Each day, your heart beats about 100,000 times, pumping 2000-2,500 gallons of blood throughout your body. We often think about training our muscles, but what about our heart? Today, we’ll review some basic knowledge about your heart to get you more informed and equipped with simple actions to improve your heart health.
Let’s dive in!
Why is Heart Health Important?
Heart disease is the #1 cause of death in the United states with almost 700,000 deaths in 2020 (Centre for Disease Control and Prevention).
In Canada, there are 750,000 people living with heart failure and 100,000 people are diagnosed with this incurable condition each year (Heart & Stroke Foundation Canada).
Heart failure and heart disease are chronic conditions caused by the heart not functioning as it should or by a problem with its structure. It can happen if the heart is too weak. This often results in fatigue and shortness of breath, and those living with the condition often experience depression, anxiety, and reduced quality of life.
“Heart failure is an epidemic. It’s one of the fastest growing cardiovascular conditions in the world,” says Dr. Anique Ducharme, President of the Canadian Heart Failure Society, a professor of medicine at Université de Montréal and a cardiologist at the Montreal Heart Institute.

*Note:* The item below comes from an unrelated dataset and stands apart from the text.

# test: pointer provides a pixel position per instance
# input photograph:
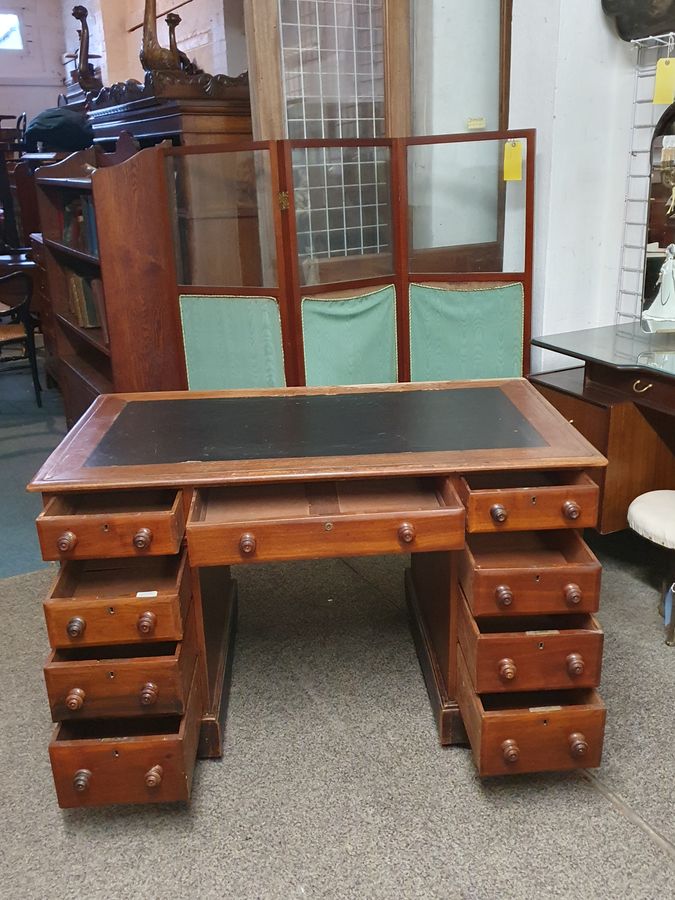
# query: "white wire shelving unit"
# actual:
(645, 116)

Fortunately, there are changes to your lifestyle you can start incorporating today to improve your heart health:
- Stay physically active
- Quit smoking
- Manage blood pressure and blood sugar levels
- Eat healthy foods
- Maintain a healthy body composition
- Reduce and manage stress
Resting Heart Rate and How to Find It
Your resting heart rate is the number of times your heart beats in 1 minute while you are resting. This is a number you can monitor over time and it can tell you if your body is changing.

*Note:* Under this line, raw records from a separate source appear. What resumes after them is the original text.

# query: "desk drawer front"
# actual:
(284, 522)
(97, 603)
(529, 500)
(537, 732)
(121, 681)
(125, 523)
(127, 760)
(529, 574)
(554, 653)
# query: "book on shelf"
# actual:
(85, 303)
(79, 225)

A normal resting heart rate can range from 60-100 (Mayo Clinic). According to the American Heart Association, the best time to measure your resting heart rate is right after you wake up before you get out of bed. It can also be taken outside of one hour after a workout or stressful situation. Here’s how you can take it manually:
- Radial Pulse: Take your index finger and middle finger and place it on your wrist just under your palm - towards the thumb-side of the middle. See diagram below.
- Set up a timer. Count your beats for 15 seconds
- Multiply the number of beats in 15 seconds by 4 to get your beats per minute.
The other way is much easier - wear a fitness device such as a FitBit, Garmin or Apple watches.
Generally, a lower resting heart rate is a sign of better cardiovascular fitness and a more efficient heart. Trained athletes may have resting heart rates lower than 60. Outside of athletes, if your resting heart rate is consistently much lower or much higher than normal rate and you are experiencing negative symptoms such as dizziness, faintness, shortness of breath, consult your doctor.
Here is a short list of factors that can impact your heart rate:
- Fitness level
- Physical stress: exercise, activity
- Stimulants (coffee, energy drinks) and medication
- Mental stress: stress, excitement, relaxation
- Overactive thyroid
- Lifestyle history
- Heart arrhythmia
Training Your Heart: How + For How Long?
At the most basic level, what you can do to train your heart is to start moving more!
Here are some ideas to get you moving more:
- Park far from your destination
- Take the stairs
- Walk during your lunch (while ensuring you have time to eat)
- Wake up and exercise
- Invest in a device to track your activity
- Get 10,000 steps in each day
- Add strength training, cardio, or stretching into your day
The World Health Organization (WHO) currently recommends that adults do at least 150 minutes of moderate to vigorous-intensity physical activity every week. Moderate-intensity physical activities (brisk walking and gardening) require a moderate amount of effort and noticeably increase the heart rate; vigorous-intensity physical activities (running or fast swimming) require a large amount of effort and cause rapid breathing and a substantial heart rate increase*.
This study also found that high levels of physical activity are associated with greater gains in life expectancy, better quality of life, prevention or delays in heart disease and type 2 diabetes. So what are you waiting for?!
This recommendation of 150 minutes per week broken down into 7 days is the equivalent of just under 22 minutes per day! Surely, with the amount of time spent on social media, watching TV or mindlessly wasting time, we can find 22 minutes each day to get moving more. You won’t regret it!
What has worked well for our clients is heading out for a 20 to 25-minute walk after dinner daily. Not only are you improving heart health and increasing daily steps, but this helps regulate eating until you are 80% full, reduces stress (walking in nature is encouraged!), and exposure to evening sun also helps regulate your sleep cycle.
Are you now thinking of starting or restarting your fitness journey? Read this blog for some suggestions on how to set yourself up for success.
So there you have it! Some heart basics for a healthier heart. In our next blog, we will cover more heart content related to exercise and training.
For now, get some extra movement each day and don’t skip a beat!